Posse de Daniel Vilela e cenário político pautam o Boa Noite
A mudança no governo de Goiás foi a pauta principal do Boa Noite desta terça-feira (31). Com o tema “Daniel Vilela é o novo governador de Goiás”, a edição abordou a renúncia de Ronaldo Caiado, a posse do novo governador e os desdobramentos políticos da transição. Participaram do debate o advogado, historiador e professor Habib Temer Badião e o advogado, professor universitário e comentarista político Wellington Marinho.

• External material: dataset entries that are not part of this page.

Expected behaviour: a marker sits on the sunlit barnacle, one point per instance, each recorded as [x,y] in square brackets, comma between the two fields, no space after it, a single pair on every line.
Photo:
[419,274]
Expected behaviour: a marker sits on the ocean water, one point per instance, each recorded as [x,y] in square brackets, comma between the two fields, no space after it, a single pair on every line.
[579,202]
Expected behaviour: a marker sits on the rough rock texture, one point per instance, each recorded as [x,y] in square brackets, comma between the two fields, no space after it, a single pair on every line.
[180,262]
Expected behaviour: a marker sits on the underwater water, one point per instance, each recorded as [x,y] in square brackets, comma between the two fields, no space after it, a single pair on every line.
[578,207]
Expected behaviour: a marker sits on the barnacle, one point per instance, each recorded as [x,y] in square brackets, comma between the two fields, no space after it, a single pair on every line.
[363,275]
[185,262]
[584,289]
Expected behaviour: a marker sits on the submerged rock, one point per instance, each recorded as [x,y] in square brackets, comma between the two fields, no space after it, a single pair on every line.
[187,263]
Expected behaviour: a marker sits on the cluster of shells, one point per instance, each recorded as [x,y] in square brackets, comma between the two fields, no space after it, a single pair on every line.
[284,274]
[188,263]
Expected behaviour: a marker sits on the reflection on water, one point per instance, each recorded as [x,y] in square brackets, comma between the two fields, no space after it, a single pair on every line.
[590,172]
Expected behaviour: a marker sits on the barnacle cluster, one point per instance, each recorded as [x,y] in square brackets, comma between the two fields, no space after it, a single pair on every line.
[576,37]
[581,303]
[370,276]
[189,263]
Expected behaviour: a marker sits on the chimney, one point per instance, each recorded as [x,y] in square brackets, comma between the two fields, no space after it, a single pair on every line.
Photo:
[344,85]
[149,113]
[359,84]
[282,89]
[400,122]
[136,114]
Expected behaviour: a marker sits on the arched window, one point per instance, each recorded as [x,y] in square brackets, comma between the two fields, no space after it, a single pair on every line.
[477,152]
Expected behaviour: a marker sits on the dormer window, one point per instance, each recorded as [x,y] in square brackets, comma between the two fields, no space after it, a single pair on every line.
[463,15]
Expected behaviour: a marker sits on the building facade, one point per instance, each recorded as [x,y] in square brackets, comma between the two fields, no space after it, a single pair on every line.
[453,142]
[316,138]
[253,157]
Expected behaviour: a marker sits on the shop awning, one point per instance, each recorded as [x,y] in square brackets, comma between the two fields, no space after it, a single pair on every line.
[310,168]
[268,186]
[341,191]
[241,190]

Ao analisar o governo de Caiado, especialmente na área de segurança pública, os convidados destacaram resultados e o impacto político do ex-governador. Para Badião, o legado ultrapassa as fronteiras estaduais. “Ronaldo Caiado não é uma esperança. Ele já é e está mostrando em Goiás que resolve. Brasil é Goiás, o goiano também é o nordestino, o mineiro, o sulista. Goiás tem brasileiros de todas as partes e estamos mostrando para o mundo que o que foi feito aqui será feito no Brasil inteiro”, afirmou. Ele também reforçou a projeção nacional do ex-governador: “Ronaldo Caiado vai mostrar para o resto do Brasil que Goiás é exemplo de respeito e dignidade”. Já Wellington Marinho destacou o papel da autoridade estatal na segurança: “Em algum momento, o governo brasileiro perdeu a autoridade. Nesse estado temos um governador e aqui quem manda é o estado. Bandido aqui corre de polícia. Precisamos resgatar essa autoridade”.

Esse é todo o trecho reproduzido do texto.